1:59PM
The Water Gap

Nice Steve blog that shows--yet again--how the defense sector naturally gins out techologies applicable to America's future SysAdmin/Development-in-a-Box scenarios.POST: Water, Water Everywhere
The Failed State index matches up nicely with states currently suffering or likely to suffer water problems in the future. Naturally, the correlation with the Gap is very high.
Reader Comments (7)
If this thing works well, it could be truly world-transforming technology.
The invention of the Haber process in 1913, to extract nitrogen from air, led to fertilizers that feed most of the world now.
Mining the water in the atmosphere could be equally major.
I especially like Steve's closing paragraph:
Hmmmm.... Aqua Sciences will be hearing from me soon. I want to talk to them about Central America, beginning with Honduras.
Gotta love that notion of virtual circle of progress.
Is there anything here but a knee jerk excitement about a new tech like this with its drying out the atomsphere? OK that nitrogen ferts are feeding us all now. Not OK that we do not check with the soil scientists and ecologists about this. In reflection, the refined N booms the bacteria then burns out the bacterial and fungal foodwebs so bad that the soil cannot be held and blows away. This boom and bust cycle needs to be slowed. 80% of additives, chem or og run right thru the soil into the ground water. Compost them first and the amount needed plummets and the plants take it up better.
There is an understanding that the top soil, indeed the world is a large sponge and that the respiration part of the water cycle is more important than to just mine it. We need to cover our soils with whatever og matter we can find, herd our places with the knowledge of plants the new sciences, whose 'speak' you all try to use so but cannot back up when it comes to our very food, offer us.
Is this too much to ask, that we reflect and correct our ways to generative ways as we go, as well as go off on these expensive tech toots?
Maybe TPMB could check with Dawkins about this at the poptech thing.
Yes, Kim, there's a lot more going on here than simple knee jerk excitement. The beauty of the blog allows open participation to reflect and correct new ideas. In this spirit, let me offer the following thought.
The NewRuleSets.Project workshop series, held atop World Trade Center 1 at the Windows on the World conference facility, was cancelled after 9/11. Thus the Economic Security Exercise "Food and water resources1," tentatively scheduled for Fall 2001, did not happen.
Perhaps the Institute for Advanced Technologies in Global Resilience might be interested to sponsor a conversation, designed around food and water resources?
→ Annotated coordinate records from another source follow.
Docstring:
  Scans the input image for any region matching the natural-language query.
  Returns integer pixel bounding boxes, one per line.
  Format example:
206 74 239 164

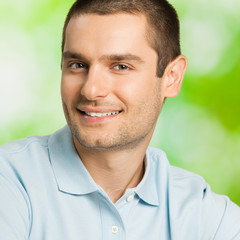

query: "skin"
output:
61 13 187 202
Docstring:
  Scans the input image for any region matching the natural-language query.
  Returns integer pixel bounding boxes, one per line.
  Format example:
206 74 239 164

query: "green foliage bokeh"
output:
0 0 240 204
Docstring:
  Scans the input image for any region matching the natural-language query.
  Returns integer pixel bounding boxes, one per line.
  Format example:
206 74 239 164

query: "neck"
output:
74 140 148 203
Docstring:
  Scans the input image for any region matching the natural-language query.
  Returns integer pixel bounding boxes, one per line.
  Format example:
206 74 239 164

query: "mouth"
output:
84 111 121 117
78 109 122 124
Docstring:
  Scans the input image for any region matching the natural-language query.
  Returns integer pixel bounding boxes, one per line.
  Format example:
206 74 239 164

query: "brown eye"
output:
113 64 130 71
69 63 87 69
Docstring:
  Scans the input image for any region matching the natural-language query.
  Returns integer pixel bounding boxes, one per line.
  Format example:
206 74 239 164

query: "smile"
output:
85 111 120 117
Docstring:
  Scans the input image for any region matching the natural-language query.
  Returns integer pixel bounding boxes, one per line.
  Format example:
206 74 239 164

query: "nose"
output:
81 66 110 101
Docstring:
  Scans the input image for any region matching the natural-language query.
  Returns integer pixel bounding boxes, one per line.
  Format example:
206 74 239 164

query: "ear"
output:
162 55 188 98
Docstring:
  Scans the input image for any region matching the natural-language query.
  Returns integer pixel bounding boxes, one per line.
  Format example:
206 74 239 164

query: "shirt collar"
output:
48 126 168 206
136 149 159 206
48 126 98 195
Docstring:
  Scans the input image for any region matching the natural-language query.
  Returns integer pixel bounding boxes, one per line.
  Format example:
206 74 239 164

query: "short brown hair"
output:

1 Asian Energy Futures, Decision Event Report 1 of the NewRuleSets.Project, pg. 10 (hardcopy)
Another thing to consider, Ms(Mrs?) McDodge, is that nobody is proposing (on here at least) that these machines be used exclusively the way fertilizers too often have been. If overused, then there probably will be nasty consequences, but if they're treated as one more tool in the toolbox, to only be used when necessary, they may be able to save lives.
I will make a speculation in near complete ignorance: The amount of water in the atmosphere is vast compared to the amount that humans are likely to be able to extract. So, there is probably not much to worry about on that score. Second, unlike the vastly increased use of nitrogen-based fertilizers, we have a pretty good idea of what happens when people drink or otherwise use water. We probably won't have nearly so many nasty surprises. In the meantime I see no reason not to be happy about any technology that might make it possible to get water for the hundreds of millions of people, especially small children, who are sick or dying because they cannot get clean water to drink, or cook or wash in.
OK, then, that yuz guys are moderate and thoughtful. Of course, this would help the water starved children and for that I am happy, happy, happy. Send in SysAdmin and leave some of the machines behind as suggested. Put them in the DiBs. Move them on out! Esp behind catastrophes.
And that does not stop me from knowing that tech fix is expensive and temporary and that more appropriate technos can do more in the long run to establish habits that are time tested and simple, like learning to not muck in and with our clean water and learning about the soil foodwebs and how to tend and feed them, knowing when we have gone too far with our over/under refinements that lead into non-generative 'failed' states of being.
Long term and shaky platforms.
Mr Jarvis, thanks for the references. I have reviewed some people who could be included in conversing about these aspects of global resilience at the below site. Mr Michael, for you moderation. It is Mrs. Mr Green, for your speculation on the limits of extraction.